Alors un peu plus, un peu moins…
Ce qu’Asiri, en revanche, passe sous silence ce sont les raisons objectives qu’aurait Jérusalem a, ainsi, s’engager aux côtés de son pays…
Q. Et quels pourraient être les intérêts israéliens à cette affaire ?
Jacques Borde. Plusieurs hypothèses, comme toujours :
1- l’enjeu yéménite proprement dit, évidemment. On n’est jamais si bien servi que par soi-même. Cette branche lointaine de l’arc chî’îte qu’est le Front yéménite déplaît naturellement à Jérusalem. Au fond, comme ils frappent (quand ils le jugent opportun) en Syrie, les Israéliens seraient au plus près pour faire de même au Yémen où les Houthis sont les alliés de Téhéran. De là, à expédier quelques-uns de des appareils de combat jouer les utilités du côté de Khamis Mushait, cela semble malgré tout surprenant.

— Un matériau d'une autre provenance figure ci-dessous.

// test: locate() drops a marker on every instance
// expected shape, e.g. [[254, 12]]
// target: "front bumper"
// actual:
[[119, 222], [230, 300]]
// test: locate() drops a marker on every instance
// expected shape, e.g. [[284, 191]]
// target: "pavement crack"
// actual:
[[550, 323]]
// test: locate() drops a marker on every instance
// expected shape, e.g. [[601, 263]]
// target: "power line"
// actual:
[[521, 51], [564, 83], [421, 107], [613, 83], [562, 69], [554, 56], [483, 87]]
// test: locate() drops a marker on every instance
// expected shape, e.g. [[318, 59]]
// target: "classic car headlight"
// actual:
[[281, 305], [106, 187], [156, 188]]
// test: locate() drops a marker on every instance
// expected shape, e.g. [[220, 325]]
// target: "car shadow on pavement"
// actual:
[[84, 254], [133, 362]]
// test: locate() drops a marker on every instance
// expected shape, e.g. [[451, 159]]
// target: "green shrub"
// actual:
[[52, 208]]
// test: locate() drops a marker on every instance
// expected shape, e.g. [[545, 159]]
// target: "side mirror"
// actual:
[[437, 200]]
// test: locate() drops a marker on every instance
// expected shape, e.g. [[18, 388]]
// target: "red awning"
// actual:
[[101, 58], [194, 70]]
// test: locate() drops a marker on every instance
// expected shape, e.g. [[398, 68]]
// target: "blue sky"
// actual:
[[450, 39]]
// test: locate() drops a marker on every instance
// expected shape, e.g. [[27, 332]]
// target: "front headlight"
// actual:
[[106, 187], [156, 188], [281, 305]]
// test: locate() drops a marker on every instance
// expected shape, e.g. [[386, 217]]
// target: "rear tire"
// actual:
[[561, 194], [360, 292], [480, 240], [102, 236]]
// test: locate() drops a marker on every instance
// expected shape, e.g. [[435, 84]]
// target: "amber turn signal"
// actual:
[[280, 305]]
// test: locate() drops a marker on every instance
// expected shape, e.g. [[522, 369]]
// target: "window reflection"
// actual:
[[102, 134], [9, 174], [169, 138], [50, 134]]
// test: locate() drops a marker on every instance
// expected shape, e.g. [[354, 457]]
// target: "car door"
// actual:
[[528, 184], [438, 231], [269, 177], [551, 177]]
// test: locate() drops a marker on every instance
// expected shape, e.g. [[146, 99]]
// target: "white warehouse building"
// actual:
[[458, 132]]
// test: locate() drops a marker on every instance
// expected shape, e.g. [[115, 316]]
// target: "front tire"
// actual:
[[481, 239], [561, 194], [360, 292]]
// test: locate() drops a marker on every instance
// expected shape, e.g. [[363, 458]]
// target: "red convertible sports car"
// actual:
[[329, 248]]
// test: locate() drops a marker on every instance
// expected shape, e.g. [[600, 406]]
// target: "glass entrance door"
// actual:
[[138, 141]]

2- la possibilité d’un positionnement au plus près du Yémen, indépendamment du conflit en cours. Ce pays a toujours été une plaque tournante des trafics iraniens, dans un sens ou dans l’autre.
3- et, surtout, se rapprocher des fronts somalien et éthiopien.
Q. Une raison à cela ?
Jacques Borde. Deux, en fait.
Primo, le problème des Juifs éthiopiens revient sur le devant de la scène en Israël même.
Q. Le problème n’a pas été réglé dans les années 90 ?
Jacques Borde. Oui et non. Celui des Falasha oui. Au point qu’en août 1993, le gouvernement israélien avait annoncé la fin de l’alyah, considérant que tous les juifs éthiopiens avaient fait leur montée en Israël.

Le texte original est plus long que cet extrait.